I am working on a problem where I need to perform a lot of embarrassingly parallelizable tasks. The task is created by reading data from the database but a collection of all tasks would exceed the amount of memory on the machine so tasks have to be created, processed and disposed. I am wondering what would be a good approach to solve this problem? I am thinking the following two approaches:
-
Implement a synchronized task queue. Implement a producer (task creater) that read data from database and put task in the queue (limit the number of tasks currently in the queue to a constant value to make sure that the amount of memory is not exceeded). Have multiple consumer processes (task processor) that read task from the queue, process task, store the result and dispose the task. What would be a good number of consumer processes in this approach?
-
Use .NET Parallel extension (PLINQ or parallel for), but I understand that a collection of tasks have to be created (Can we add tasks to the collection while processing in the parallel for?). So we will create a batch of tasks — say N tasks at a time and do process these batch of tasks and read another N tasks.

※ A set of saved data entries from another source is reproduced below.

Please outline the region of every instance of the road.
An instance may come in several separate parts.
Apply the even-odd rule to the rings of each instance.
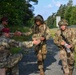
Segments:
[[[63,75],[61,61],[59,60],[59,49],[50,39],[47,41],[47,58],[44,62],[45,75]],[[34,49],[30,49],[19,63],[20,75],[39,75],[37,68],[37,58],[34,54]],[[76,75],[74,69],[73,75]]]

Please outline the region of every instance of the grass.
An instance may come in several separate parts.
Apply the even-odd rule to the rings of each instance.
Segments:
[[[51,34],[51,37],[52,37],[52,38],[54,38],[54,35],[55,35],[56,31],[57,31],[57,28],[55,28],[55,29],[50,29],[50,34]]]

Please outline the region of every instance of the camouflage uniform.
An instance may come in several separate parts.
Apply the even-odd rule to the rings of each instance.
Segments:
[[[22,59],[22,54],[11,54],[10,48],[14,47],[32,47],[33,43],[30,42],[17,42],[15,40],[6,39],[5,37],[0,37],[0,69],[6,68],[7,74],[19,75],[18,62]]]
[[[68,23],[65,20],[61,20],[59,22],[59,26],[61,25],[68,25]],[[70,52],[68,53],[66,51],[66,48],[61,45],[61,42],[64,41],[64,39],[61,36],[61,32],[65,36],[65,38],[69,41],[70,44],[72,44],[72,48]],[[55,38],[54,43],[59,47],[60,49],[60,59],[62,61],[63,71],[67,75],[72,75],[73,71],[73,65],[74,65],[74,46],[75,46],[75,32],[66,27],[66,30],[62,31],[61,29],[58,29]],[[66,41],[65,41],[66,42]]]
[[[22,54],[14,54],[10,53],[10,44],[7,43],[4,37],[0,37],[0,69],[5,68],[7,72],[13,71],[13,68],[16,67],[16,72],[12,72],[12,75],[19,75],[18,73],[18,62],[22,58]],[[11,70],[11,71],[10,71]]]
[[[40,44],[34,46],[35,54],[37,56],[38,69],[43,71],[43,64],[47,54],[46,40],[50,38],[50,30],[45,24],[40,26],[34,25],[30,32],[23,33],[22,35],[29,35],[31,33],[33,33],[32,39],[40,40],[42,36],[45,37],[44,41],[41,41]]]

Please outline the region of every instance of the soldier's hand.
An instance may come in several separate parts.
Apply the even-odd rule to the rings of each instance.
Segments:
[[[16,36],[21,36],[21,32],[20,31],[16,31],[15,33],[14,33],[14,35],[16,35]]]
[[[62,42],[61,42],[61,45],[65,45],[65,43],[66,43],[66,42],[62,41]]]
[[[69,48],[69,49],[70,49],[71,47],[72,47],[72,45],[67,45],[67,48]]]
[[[41,37],[41,40],[43,41],[43,40],[45,40],[45,38],[44,37]]]
[[[4,33],[4,36],[5,37],[10,37],[10,34],[9,33]]]

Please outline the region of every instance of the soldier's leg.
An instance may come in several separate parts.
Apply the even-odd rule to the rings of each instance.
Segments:
[[[62,67],[63,67],[64,75],[69,75],[69,67],[66,59],[62,60]]]
[[[12,75],[12,70],[11,70],[11,68],[7,68],[6,75]]]
[[[43,62],[44,62],[44,60],[46,59],[46,54],[47,54],[46,44],[44,44],[44,45],[42,46],[41,53],[42,53],[42,60],[43,60]]]
[[[18,64],[13,66],[12,68],[8,68],[6,75],[19,75]]]
[[[43,68],[42,54],[37,54],[38,69]]]
[[[9,75],[19,75],[19,69],[18,69],[17,64],[19,63],[21,58],[22,58],[21,54],[14,54],[8,58],[7,67],[10,69],[8,72]]]
[[[47,54],[46,44],[42,46],[41,53],[43,54],[43,60],[45,60]]]
[[[12,68],[12,75],[19,75],[19,67],[18,64]]]
[[[68,66],[69,66],[69,75],[73,74],[74,68],[74,54],[70,53],[70,57],[68,57]]]
[[[69,75],[73,74],[73,64],[68,64],[69,66]]]
[[[6,75],[6,69],[5,68],[0,69],[0,75]]]
[[[60,59],[62,61],[64,75],[69,75],[69,67],[68,67],[67,55],[65,50],[60,51]]]
[[[39,53],[37,55],[37,58],[38,58],[38,69],[40,70],[40,75],[44,75],[42,54]]]
[[[72,74],[73,74],[73,70],[69,69],[69,75],[72,75]]]

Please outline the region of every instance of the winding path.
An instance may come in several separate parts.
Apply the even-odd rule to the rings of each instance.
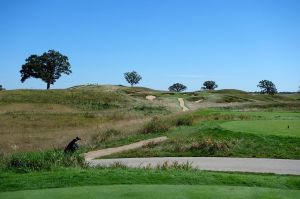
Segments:
[[[186,164],[209,171],[238,171],[300,175],[300,160],[224,157],[156,157],[90,160],[90,166],[111,166],[119,163],[131,168],[157,168],[163,164]]]
[[[150,144],[150,143],[163,142],[167,139],[168,138],[166,136],[162,136],[162,137],[143,140],[143,141],[139,141],[139,142],[135,142],[132,144],[119,146],[119,147],[115,147],[115,148],[107,148],[107,149],[100,149],[97,151],[90,151],[90,152],[84,154],[84,158],[86,161],[90,161],[95,158],[100,158],[100,157],[104,157],[104,156],[115,154],[115,153],[120,153],[120,152],[124,152],[124,151],[129,151],[132,149],[141,148],[142,146]]]
[[[107,155],[138,149],[150,143],[159,143],[168,138],[157,137],[132,144],[90,151],[84,154],[86,162],[92,166],[111,166],[115,163],[132,168],[157,168],[161,165],[174,163],[189,165],[199,170],[209,171],[238,171],[254,173],[275,173],[300,175],[300,160],[267,159],[267,158],[227,158],[227,157],[152,157],[152,158],[119,158],[119,159],[95,159]]]
[[[179,101],[179,106],[182,108],[182,111],[190,110],[188,107],[185,106],[183,98],[178,98],[178,101]]]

What are your thoughts on these two approaches?
Use a ThreadPool with a bounded queue to avoid overwhelming the system.
If each of your worker tasks is CPU bound then configure your system initially so that the number of threads in your system is equal to the number of hardware threads that your box can run.
If your tasks aren’t CPU bound then you’ll have to experiment with the pool size to get an optimal solution for your particular situation
You may have to experiment with either approach to get to the optimal configuration.
Basically, test, adjust, test, repeat until you’re happy.